This beautifully written story provides us with an alternate version of the hours immediately following Spock’s fal-tor-pan, in which the Vulcans—and in particular a healer named Sirard—make Kirk an integral part of Spock’s rehabilitation. The story is told from Spock’s point of view, a great choice, since it allows us to experience his confusion firsthand, and lends a poignancy to his situation that would not otherwise be possible. The characterization of the Vulcan healer is impressive: Sirard is neither the stereotypical, ice-cold Vulcan nor an overly emotional, humanized Vulcan. He is dignified and restrained, yet compassionate, and, well, logical enough to recognize that Kirk’s continuing presence and support will be of paramount importance in Spock’s recovery. Like Sirard, the author is compassionate, but restrained--there is no sex scene in “Dawn,” and rightfully so, for it is clear that Spock is still in a terribly vulnerable state and that he must find himself again before he can engage in sex as a fully consenting and independent being. But there is plenty of eroticism of the heartwarming variety here, for on every page, Kirk’s love for and commitment to Spock are plain as day. 

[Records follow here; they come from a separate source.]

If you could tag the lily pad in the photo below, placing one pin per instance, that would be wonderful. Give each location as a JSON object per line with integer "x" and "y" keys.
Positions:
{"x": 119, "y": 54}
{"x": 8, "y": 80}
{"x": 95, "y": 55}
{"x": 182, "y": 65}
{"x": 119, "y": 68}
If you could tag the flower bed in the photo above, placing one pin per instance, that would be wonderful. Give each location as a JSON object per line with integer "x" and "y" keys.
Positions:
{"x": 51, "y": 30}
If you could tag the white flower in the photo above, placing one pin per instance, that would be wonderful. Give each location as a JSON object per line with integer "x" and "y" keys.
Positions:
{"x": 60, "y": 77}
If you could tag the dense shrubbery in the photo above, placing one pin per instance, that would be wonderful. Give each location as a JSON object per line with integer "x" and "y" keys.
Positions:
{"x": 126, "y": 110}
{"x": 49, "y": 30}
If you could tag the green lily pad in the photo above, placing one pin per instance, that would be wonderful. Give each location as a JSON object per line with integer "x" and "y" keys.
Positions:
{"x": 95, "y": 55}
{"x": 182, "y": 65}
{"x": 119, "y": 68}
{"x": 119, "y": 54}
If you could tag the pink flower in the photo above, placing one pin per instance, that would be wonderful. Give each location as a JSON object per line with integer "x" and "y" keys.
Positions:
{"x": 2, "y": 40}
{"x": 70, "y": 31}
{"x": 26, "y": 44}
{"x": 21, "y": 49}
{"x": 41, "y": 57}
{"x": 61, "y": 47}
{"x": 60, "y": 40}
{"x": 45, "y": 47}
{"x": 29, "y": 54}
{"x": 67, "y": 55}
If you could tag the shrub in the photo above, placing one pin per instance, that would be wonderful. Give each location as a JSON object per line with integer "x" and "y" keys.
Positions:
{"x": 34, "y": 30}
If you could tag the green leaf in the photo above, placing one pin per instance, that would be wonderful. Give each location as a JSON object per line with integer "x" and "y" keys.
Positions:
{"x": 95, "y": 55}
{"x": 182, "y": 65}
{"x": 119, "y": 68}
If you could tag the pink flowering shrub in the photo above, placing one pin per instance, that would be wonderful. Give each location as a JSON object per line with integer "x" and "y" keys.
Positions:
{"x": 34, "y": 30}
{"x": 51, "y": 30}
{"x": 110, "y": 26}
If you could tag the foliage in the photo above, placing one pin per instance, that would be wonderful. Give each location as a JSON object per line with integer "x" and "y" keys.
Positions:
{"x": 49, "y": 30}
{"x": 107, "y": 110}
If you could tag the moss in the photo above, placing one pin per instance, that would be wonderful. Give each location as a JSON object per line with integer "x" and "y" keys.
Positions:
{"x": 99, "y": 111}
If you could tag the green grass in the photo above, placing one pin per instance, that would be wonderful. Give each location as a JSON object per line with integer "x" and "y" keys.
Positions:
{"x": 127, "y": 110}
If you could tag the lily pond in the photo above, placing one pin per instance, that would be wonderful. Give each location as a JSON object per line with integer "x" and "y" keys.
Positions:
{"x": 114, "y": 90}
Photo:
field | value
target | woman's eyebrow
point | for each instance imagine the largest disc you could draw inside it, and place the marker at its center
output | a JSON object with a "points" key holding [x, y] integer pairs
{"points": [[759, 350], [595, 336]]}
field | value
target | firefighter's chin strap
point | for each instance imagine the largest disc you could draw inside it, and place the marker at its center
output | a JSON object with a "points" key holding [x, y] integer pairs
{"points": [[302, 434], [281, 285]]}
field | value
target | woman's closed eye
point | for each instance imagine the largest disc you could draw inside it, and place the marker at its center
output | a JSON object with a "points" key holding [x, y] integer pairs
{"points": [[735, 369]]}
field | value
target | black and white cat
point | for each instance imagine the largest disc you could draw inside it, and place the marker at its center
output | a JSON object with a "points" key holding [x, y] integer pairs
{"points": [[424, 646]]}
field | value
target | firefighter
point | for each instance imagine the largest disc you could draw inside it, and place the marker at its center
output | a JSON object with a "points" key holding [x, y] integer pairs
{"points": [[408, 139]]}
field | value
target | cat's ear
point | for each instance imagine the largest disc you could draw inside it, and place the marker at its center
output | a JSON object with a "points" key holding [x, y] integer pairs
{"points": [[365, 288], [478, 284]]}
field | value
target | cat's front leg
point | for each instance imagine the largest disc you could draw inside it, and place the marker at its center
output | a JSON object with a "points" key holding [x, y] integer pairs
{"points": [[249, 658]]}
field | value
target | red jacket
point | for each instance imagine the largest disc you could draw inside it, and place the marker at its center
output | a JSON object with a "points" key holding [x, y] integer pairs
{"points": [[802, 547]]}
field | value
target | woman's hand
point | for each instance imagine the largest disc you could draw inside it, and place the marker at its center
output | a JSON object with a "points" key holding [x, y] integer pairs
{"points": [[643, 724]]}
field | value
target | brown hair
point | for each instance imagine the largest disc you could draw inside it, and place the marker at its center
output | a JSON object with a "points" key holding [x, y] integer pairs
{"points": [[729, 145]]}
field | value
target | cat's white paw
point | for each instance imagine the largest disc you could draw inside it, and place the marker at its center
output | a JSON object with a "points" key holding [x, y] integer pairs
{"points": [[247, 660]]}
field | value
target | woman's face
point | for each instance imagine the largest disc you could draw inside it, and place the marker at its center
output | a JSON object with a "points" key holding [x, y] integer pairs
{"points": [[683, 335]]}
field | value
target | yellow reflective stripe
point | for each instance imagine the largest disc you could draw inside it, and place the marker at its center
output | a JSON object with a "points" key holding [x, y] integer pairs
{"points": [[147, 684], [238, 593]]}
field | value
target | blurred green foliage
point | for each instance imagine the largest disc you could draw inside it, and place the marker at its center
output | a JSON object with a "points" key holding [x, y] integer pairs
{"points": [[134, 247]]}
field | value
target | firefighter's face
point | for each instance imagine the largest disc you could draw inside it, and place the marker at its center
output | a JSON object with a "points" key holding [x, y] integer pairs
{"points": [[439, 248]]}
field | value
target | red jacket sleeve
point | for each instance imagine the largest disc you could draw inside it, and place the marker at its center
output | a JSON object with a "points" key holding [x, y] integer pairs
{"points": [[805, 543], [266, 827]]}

'Dawn' is a gem, a post-fal-tor-pan story told in a laser-focused, almost-claustrophic POV. We see everything through Spock‘s distorted perceptions as he reawakens to life after the refusion ceremony in Star Trek III. He‘s disoriented, bewildered, and frightened of the darkness which still holds him in its grasp; he is tentative in his movement toward life, toward Kirk. We understand what‘s happening by hearing what Spock hears, whether it‘s the voices of his Healers, the voice of Sarek, or the voice of Kirk. We see everything that he sees. But we understand far more than Spock himself is capable of understanding. 
This is a superb piece of writing, penned by one of the premier authors in K/S. It follows the first few hours after Spock regains consciousness following the fal-tor- pan. It's written in first person and, as such, gives a fascinating insight into how Spock experiences rejoining this bewildering world of existence in corporeal form.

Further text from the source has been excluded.